To celebrate Season 2 of "Snowfall," FX threw an house party in Crestview neighborhood of LA.

The only key signifiers are an huge In N Out Burger Truck (what Angelenos call a real "burger & fries") and a so-called "ice cream truck."

When the crack epidemic, aka "the cocaine economy," in "Snowfall" hits South Los Angeles at its weakest.  Franklin the drug dealer turn drug kingpin, used discarded ice cream trucks to sell crack.  The crack epidemic came in when the traditional blue-collar factory jobs got up and left LA, leaving South Los Angeles vulnerable, using cocaine and it's cheaper, more addictive crack, as a coping mechanism for the laid-off and the down-graded.

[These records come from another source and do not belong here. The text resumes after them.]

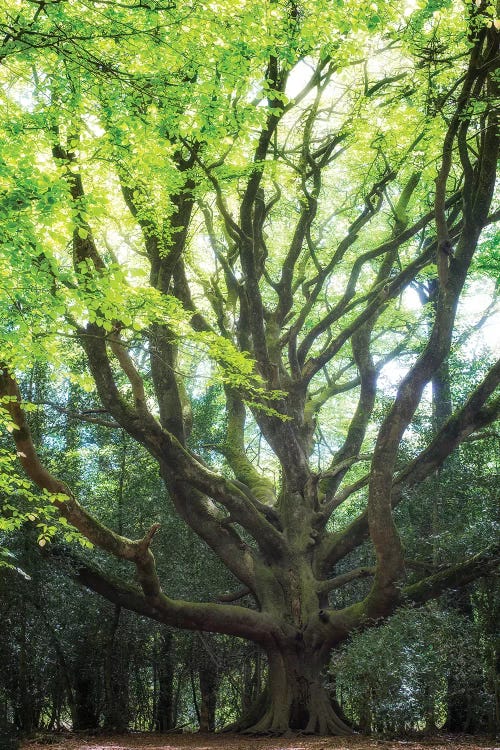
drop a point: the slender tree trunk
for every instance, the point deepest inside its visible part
(116, 681)
(164, 719)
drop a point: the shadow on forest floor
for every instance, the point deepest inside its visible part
(136, 741)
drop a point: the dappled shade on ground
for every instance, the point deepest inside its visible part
(231, 742)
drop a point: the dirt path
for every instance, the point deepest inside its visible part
(237, 742)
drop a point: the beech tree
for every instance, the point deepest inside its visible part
(247, 195)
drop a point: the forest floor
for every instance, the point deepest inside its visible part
(187, 741)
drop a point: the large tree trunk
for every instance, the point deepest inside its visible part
(296, 699)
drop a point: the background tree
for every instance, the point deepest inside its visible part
(203, 194)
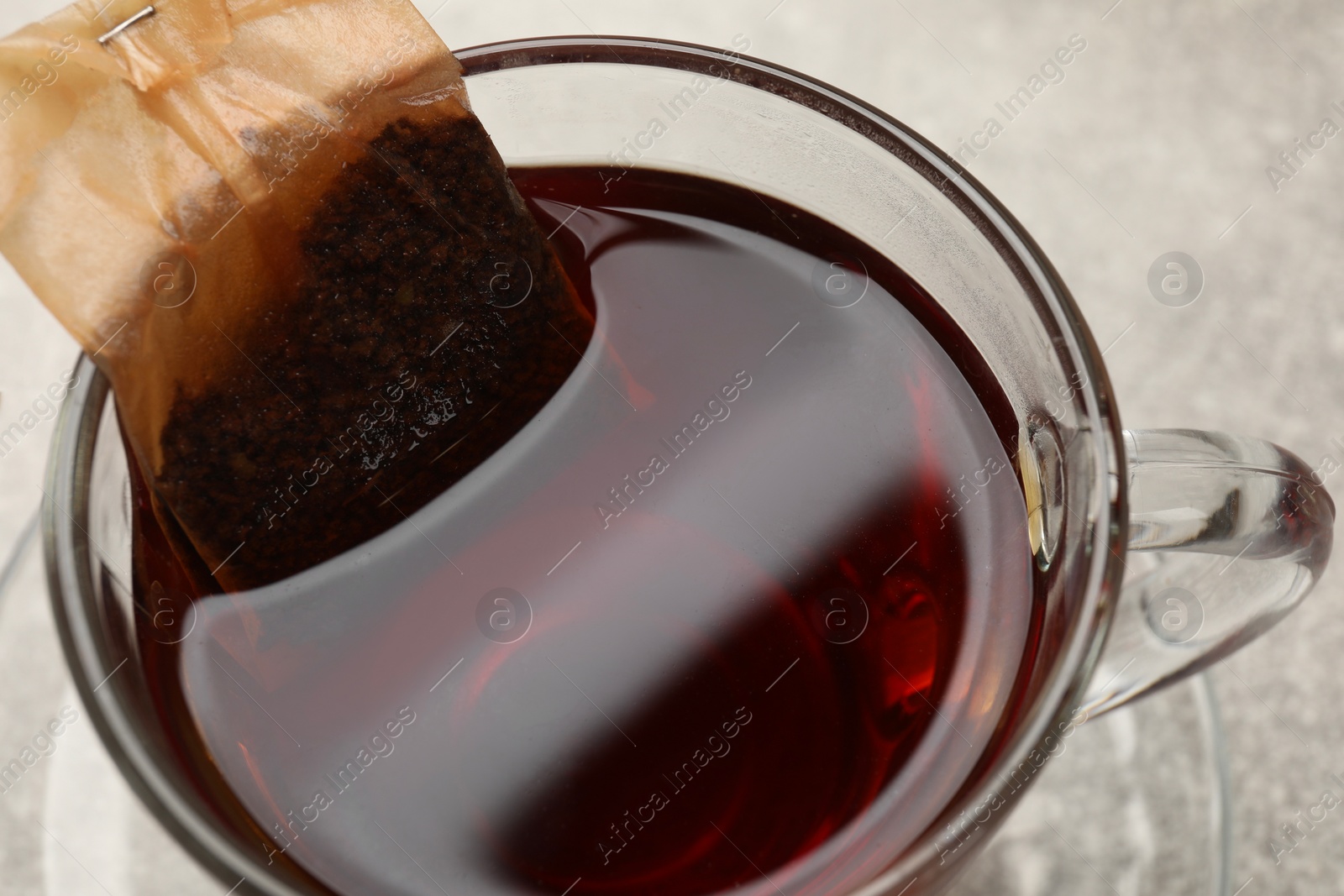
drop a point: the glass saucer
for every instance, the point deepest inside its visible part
(1137, 802)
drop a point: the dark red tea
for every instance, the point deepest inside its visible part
(741, 607)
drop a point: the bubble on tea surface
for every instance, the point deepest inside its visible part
(1175, 614)
(1175, 280)
(840, 281)
(168, 280)
(840, 616)
(503, 616)
(172, 614)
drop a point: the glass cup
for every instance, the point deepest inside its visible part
(1155, 553)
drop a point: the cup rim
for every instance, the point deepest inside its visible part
(66, 540)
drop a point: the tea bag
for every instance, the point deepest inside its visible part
(281, 233)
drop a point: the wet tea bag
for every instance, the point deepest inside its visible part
(281, 233)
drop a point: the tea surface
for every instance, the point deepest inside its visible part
(739, 607)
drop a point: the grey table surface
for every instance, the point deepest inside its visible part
(1159, 137)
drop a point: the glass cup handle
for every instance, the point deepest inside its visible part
(1226, 535)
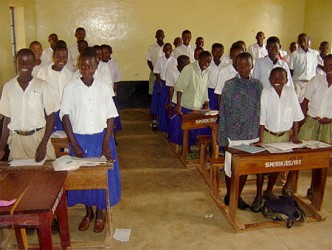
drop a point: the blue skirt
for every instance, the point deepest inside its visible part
(175, 133)
(57, 122)
(163, 119)
(117, 120)
(213, 99)
(155, 99)
(92, 147)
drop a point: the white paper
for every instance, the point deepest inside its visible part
(25, 162)
(122, 234)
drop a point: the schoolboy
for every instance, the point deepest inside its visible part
(190, 95)
(160, 91)
(57, 76)
(317, 108)
(227, 72)
(154, 51)
(185, 48)
(280, 113)
(258, 49)
(239, 123)
(303, 63)
(87, 112)
(217, 52)
(263, 66)
(28, 108)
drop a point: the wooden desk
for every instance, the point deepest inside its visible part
(39, 195)
(196, 121)
(245, 164)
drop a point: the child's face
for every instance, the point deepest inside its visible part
(278, 79)
(168, 50)
(273, 50)
(88, 67)
(25, 64)
(106, 55)
(244, 66)
(199, 42)
(204, 62)
(60, 59)
(303, 41)
(217, 53)
(37, 51)
(186, 38)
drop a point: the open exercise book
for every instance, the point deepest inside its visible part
(68, 162)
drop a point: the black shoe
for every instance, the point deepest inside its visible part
(55, 226)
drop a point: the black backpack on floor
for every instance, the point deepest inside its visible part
(284, 209)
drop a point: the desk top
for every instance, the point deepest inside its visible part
(35, 191)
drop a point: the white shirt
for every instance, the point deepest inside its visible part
(263, 67)
(115, 72)
(172, 74)
(304, 64)
(279, 113)
(224, 75)
(26, 109)
(154, 51)
(57, 80)
(320, 97)
(184, 50)
(88, 107)
(162, 64)
(256, 51)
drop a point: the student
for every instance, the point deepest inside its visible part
(190, 95)
(154, 51)
(172, 74)
(280, 113)
(107, 52)
(73, 50)
(28, 108)
(263, 66)
(215, 66)
(303, 63)
(177, 42)
(239, 123)
(37, 51)
(87, 112)
(160, 92)
(258, 50)
(317, 109)
(57, 76)
(185, 48)
(47, 55)
(227, 72)
(199, 42)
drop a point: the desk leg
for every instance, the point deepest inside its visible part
(63, 222)
(319, 183)
(44, 230)
(185, 144)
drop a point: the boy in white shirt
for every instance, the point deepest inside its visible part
(280, 113)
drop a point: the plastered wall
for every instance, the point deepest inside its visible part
(129, 25)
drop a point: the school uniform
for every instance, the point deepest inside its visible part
(184, 50)
(154, 51)
(224, 75)
(304, 65)
(263, 68)
(278, 113)
(192, 82)
(26, 110)
(320, 105)
(88, 109)
(239, 114)
(257, 51)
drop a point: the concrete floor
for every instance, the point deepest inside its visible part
(168, 206)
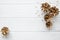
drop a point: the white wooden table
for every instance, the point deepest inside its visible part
(25, 20)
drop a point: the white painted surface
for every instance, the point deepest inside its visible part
(23, 21)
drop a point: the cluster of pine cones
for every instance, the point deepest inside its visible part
(50, 13)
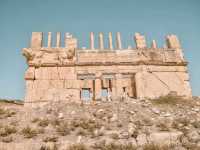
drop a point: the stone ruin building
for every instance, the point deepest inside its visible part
(70, 73)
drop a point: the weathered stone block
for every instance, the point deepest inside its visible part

If you watch FX right now, they're running a Snowfall ad, where adults sell their most valuable possessions for crack, out of an ice cream truck.

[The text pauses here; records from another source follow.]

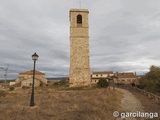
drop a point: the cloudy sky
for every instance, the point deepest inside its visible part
(124, 35)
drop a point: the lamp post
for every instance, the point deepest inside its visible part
(6, 70)
(34, 58)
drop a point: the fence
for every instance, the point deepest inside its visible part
(150, 95)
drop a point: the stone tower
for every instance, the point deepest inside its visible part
(79, 48)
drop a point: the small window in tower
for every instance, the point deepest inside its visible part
(79, 20)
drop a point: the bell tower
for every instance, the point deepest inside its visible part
(79, 48)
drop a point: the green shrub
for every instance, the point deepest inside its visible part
(25, 87)
(11, 88)
(102, 83)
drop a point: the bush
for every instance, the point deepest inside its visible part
(11, 88)
(103, 83)
(25, 87)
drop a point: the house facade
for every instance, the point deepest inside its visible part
(98, 75)
(115, 78)
(26, 78)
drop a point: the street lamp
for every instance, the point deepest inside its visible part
(34, 58)
(6, 70)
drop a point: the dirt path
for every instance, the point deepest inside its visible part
(130, 103)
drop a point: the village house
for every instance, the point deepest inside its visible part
(114, 78)
(26, 78)
(126, 78)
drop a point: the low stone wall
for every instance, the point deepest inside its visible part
(144, 92)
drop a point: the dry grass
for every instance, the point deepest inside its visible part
(94, 104)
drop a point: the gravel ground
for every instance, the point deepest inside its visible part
(133, 101)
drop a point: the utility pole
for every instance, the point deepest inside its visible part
(5, 75)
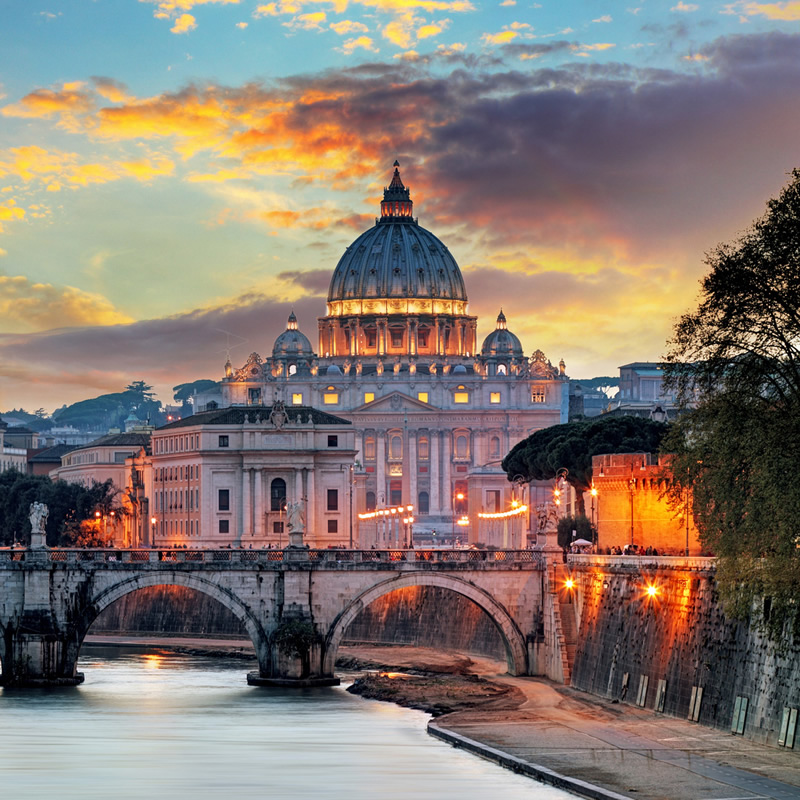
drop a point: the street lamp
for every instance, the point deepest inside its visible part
(458, 497)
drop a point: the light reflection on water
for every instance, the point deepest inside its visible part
(158, 725)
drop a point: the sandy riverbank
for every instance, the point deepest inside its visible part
(588, 745)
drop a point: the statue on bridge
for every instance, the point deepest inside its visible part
(296, 520)
(38, 518)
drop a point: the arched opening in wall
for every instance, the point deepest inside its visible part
(425, 626)
(167, 616)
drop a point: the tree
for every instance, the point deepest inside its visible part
(735, 363)
(69, 504)
(572, 445)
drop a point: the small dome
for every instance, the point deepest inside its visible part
(292, 343)
(501, 342)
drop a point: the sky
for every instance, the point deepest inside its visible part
(177, 175)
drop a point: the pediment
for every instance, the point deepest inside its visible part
(395, 402)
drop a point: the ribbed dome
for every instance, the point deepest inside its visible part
(501, 342)
(397, 258)
(292, 342)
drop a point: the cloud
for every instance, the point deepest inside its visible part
(184, 23)
(28, 306)
(347, 26)
(788, 11)
(360, 42)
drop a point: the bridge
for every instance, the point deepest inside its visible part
(295, 604)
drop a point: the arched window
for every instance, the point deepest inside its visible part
(277, 495)
(423, 504)
(396, 446)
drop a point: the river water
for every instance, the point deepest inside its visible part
(163, 725)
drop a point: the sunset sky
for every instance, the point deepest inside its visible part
(176, 175)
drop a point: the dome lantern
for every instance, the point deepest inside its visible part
(396, 205)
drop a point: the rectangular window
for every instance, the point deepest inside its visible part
(333, 499)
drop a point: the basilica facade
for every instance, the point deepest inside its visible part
(433, 411)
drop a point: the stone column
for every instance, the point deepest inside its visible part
(434, 470)
(313, 505)
(247, 504)
(447, 460)
(412, 471)
(258, 510)
(381, 497)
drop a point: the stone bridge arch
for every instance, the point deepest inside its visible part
(512, 636)
(223, 595)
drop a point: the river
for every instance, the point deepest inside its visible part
(155, 724)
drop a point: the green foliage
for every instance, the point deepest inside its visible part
(295, 637)
(184, 391)
(68, 505)
(111, 410)
(572, 445)
(580, 524)
(735, 363)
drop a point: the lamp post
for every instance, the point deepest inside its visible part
(457, 498)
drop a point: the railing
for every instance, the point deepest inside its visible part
(329, 557)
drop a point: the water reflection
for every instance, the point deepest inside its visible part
(161, 725)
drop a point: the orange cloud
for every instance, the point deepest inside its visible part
(29, 306)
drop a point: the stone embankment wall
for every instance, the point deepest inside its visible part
(629, 641)
(417, 615)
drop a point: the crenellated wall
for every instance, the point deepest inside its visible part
(680, 635)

The ice cream at FX Snowfall's House Party, is for the fans who are in on the joke.  Real ice cream vendors refuse to do this party.  So, FX was forced to hire a discarded ice truck and they were giving away "Snowfall" t-shirts, not ice cream on an hot July day.


Fortunately, for FX's guests invited to Snowfall House Party, the In N Out Burger Truck is deliciously real.

One meal limited per a person, a burger, a bag of chips, and any choice of soda/drink.  Guests literally need a meal ticket to get lunch.


Deceptively plain on the outside, FX's Snowfall House Party was vintage early '80's dupe.  The soundtrack is psychological key for viewers to sense the transition that is uniquely LA.  Early Eighties innocent, fun-loving funk with a light rap, gave away to what people think and know of LA, the angry, thought-provoking, hard-core gangsta hip hop of N.W.A., Dr. Dre, and Easy E. 


Once inside, "Snowfall" House Party was an impromptu graffiti/urban folk art/mural museum-slash-nightclub.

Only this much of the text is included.